What should those key metrics look like for not this funding round but your next?

What do you need to do?

A lot of founders will tell you they’re trying to raise enough money to last for the next 18 months. That may be true, but it will be true no matter how much money you raise. A better approach is to think about what you need to accomplish to improve next funding round, and then work again from there. This is probably a combination of indicators and milestones.

Data are the measurable parts of your business that grow and evolve over time.
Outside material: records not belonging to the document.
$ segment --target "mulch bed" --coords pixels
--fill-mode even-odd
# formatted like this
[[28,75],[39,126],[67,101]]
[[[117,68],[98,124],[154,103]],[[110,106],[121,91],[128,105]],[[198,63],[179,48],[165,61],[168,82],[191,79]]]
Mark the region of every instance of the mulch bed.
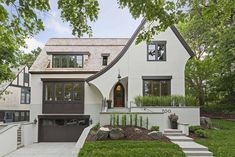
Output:
[[[108,128],[112,128],[111,126],[104,126],[104,127],[108,127]],[[131,126],[126,126],[126,127],[120,127],[123,129],[124,131],[124,138],[120,139],[120,140],[138,140],[138,141],[145,141],[145,140],[156,140],[153,139],[151,136],[148,135],[148,133],[150,132],[149,130],[145,129],[145,128],[140,128],[140,127],[131,127]],[[138,130],[138,131],[136,131]],[[95,134],[91,134],[91,132],[94,130],[91,130],[86,141],[96,141],[96,136]],[[107,139],[111,140],[111,139]],[[163,137],[162,139],[157,139],[159,141],[163,141],[163,142],[170,142],[170,140],[167,137]]]
[[213,119],[227,119],[227,120],[235,121],[235,114],[223,114],[223,113],[209,114],[209,113],[201,113],[201,116],[209,117],[209,118],[213,118]]

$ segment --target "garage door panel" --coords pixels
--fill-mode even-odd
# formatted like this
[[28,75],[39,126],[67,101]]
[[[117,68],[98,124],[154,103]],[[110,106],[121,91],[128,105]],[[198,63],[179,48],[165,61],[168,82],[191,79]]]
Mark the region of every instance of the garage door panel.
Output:
[[76,142],[89,125],[86,117],[39,119],[39,142]]

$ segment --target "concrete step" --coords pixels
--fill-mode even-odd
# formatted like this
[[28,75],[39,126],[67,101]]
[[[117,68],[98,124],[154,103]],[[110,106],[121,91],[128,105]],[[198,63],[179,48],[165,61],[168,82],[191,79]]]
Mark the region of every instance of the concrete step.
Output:
[[171,141],[193,141],[192,138],[187,137],[187,136],[167,136]]
[[186,136],[183,133],[164,133],[165,136]]
[[172,141],[182,148],[183,151],[208,151],[208,148],[195,142]]
[[187,156],[197,156],[197,157],[201,157],[201,156],[213,156],[212,152],[209,151],[184,151],[184,153]]
[[164,133],[182,133],[182,130],[178,130],[178,129],[165,129]]

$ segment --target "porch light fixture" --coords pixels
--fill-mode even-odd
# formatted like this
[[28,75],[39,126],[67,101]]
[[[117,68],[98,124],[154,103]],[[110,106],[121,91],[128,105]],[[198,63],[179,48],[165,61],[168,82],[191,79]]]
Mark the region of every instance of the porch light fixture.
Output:
[[34,123],[34,124],[37,124],[37,122],[38,122],[38,121],[37,121],[37,119],[35,118],[34,121],[33,121],[33,123]]
[[121,75],[120,75],[120,69],[118,69],[118,82],[120,82],[120,80],[121,80]]

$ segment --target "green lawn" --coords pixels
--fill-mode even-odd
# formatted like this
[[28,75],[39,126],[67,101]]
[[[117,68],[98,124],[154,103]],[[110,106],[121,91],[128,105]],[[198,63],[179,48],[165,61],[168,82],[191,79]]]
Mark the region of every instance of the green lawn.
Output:
[[159,141],[87,142],[78,157],[185,157],[172,143]]
[[212,120],[212,124],[219,130],[207,130],[209,138],[196,141],[207,146],[215,157],[235,157],[235,122]]

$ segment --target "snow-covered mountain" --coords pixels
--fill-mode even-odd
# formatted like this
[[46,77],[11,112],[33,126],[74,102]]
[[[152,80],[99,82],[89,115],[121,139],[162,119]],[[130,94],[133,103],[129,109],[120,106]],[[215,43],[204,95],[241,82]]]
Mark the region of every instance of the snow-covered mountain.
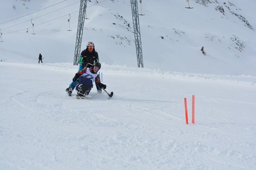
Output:
[[[185,8],[186,1],[138,2],[139,13],[145,14],[140,16],[144,66],[255,75],[255,1],[189,2],[194,8]],[[47,63],[73,62],[79,7],[75,0],[2,2],[1,59],[35,63],[42,53]],[[136,67],[130,1],[88,1],[87,9],[90,19],[85,20],[82,49],[93,41],[101,62]],[[71,32],[67,31],[69,14]]]
[[78,100],[80,1],[2,1],[0,169],[255,169],[256,2],[189,2],[142,1],[142,69],[130,1],[88,1],[83,46],[114,95]]

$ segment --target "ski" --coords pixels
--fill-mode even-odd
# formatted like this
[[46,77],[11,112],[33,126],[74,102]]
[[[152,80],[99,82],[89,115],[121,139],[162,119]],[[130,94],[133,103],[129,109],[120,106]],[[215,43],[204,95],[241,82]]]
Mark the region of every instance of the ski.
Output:
[[110,92],[110,94],[109,94],[109,93],[108,93],[107,91],[106,90],[105,90],[104,89],[103,89],[103,90],[105,91],[105,92],[106,92],[106,93],[109,95],[109,96],[110,97],[112,97],[112,96],[113,96],[113,95],[114,95],[113,91],[111,91],[111,92]]

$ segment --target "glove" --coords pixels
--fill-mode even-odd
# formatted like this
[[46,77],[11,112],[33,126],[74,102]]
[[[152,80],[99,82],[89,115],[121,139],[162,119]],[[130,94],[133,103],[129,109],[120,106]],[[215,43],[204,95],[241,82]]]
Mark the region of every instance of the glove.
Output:
[[91,64],[91,63],[87,63],[86,65],[85,65],[85,67],[86,67],[86,68],[90,68],[90,67],[91,67],[92,66],[93,66],[92,64]]
[[84,67],[86,67],[86,64],[87,64],[87,63],[82,63],[82,66],[83,66]]
[[73,80],[73,81],[76,81],[76,80],[79,78],[79,76],[80,76],[79,74],[76,73],[76,75],[75,75],[75,77],[73,78],[73,79],[72,79],[72,80]]
[[102,84],[101,83],[99,84],[99,86],[103,89],[106,89],[106,88],[107,87],[106,85]]

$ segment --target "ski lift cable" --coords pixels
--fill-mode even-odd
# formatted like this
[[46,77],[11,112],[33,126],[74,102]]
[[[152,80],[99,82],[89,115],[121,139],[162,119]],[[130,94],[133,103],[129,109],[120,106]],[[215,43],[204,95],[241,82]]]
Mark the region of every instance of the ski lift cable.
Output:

One of the best metrics you have is revenue, but there can be many more: number of sales, average order value (AOV), monthly or yearly recurring revenue (MRR or ARR, respectively), customer conversion cost (CAC), lifetime customer value (LTV), daily and monthly active users (DAU and MAU), retention rate (usually expressed as by inverse ratio, churn rate) and more. What should those key metrics look like for not this funding round but your next?

Important milestones are also measurable parts of the business, but instead of tracking them over time, they tend to be binary: You’ve hit a milestone or you haven’t. For startups, these can be key employees; Finding the perfect, experienced CFO that can help take your company public is one of those milestones that many companies need to achieve at some point. Product launch (beta coming soon), launch in specific markets (launch in California only), and localization (e.g. launch your app in Spanish and French) are also important milestones. Financial milestones are also common; The first time you earn a dime from any customer is a big change in business. On average, when a customer starts making you more money than you spent to get them, it’s a different story. For early-stage companies, completing the customer validation phase by talking to, say, 100 leads is a major milestone.

As you’re raising money, you’ll map out a series of milestones that you need to achieve to validate your company. In addition, you will set a number of trigger points for the metrics – hit $1 million ARR, have 5,000 daily active users or find a combination of customer acquisition channels, meaning you can get customers at a reasonably matched CAC, for example.

So let’s take a look at how to create a great “ask” slide by determining what it takes to determine how much you need to raise, how to create a specific set of goals, and how to combine it all. together in a unified whole.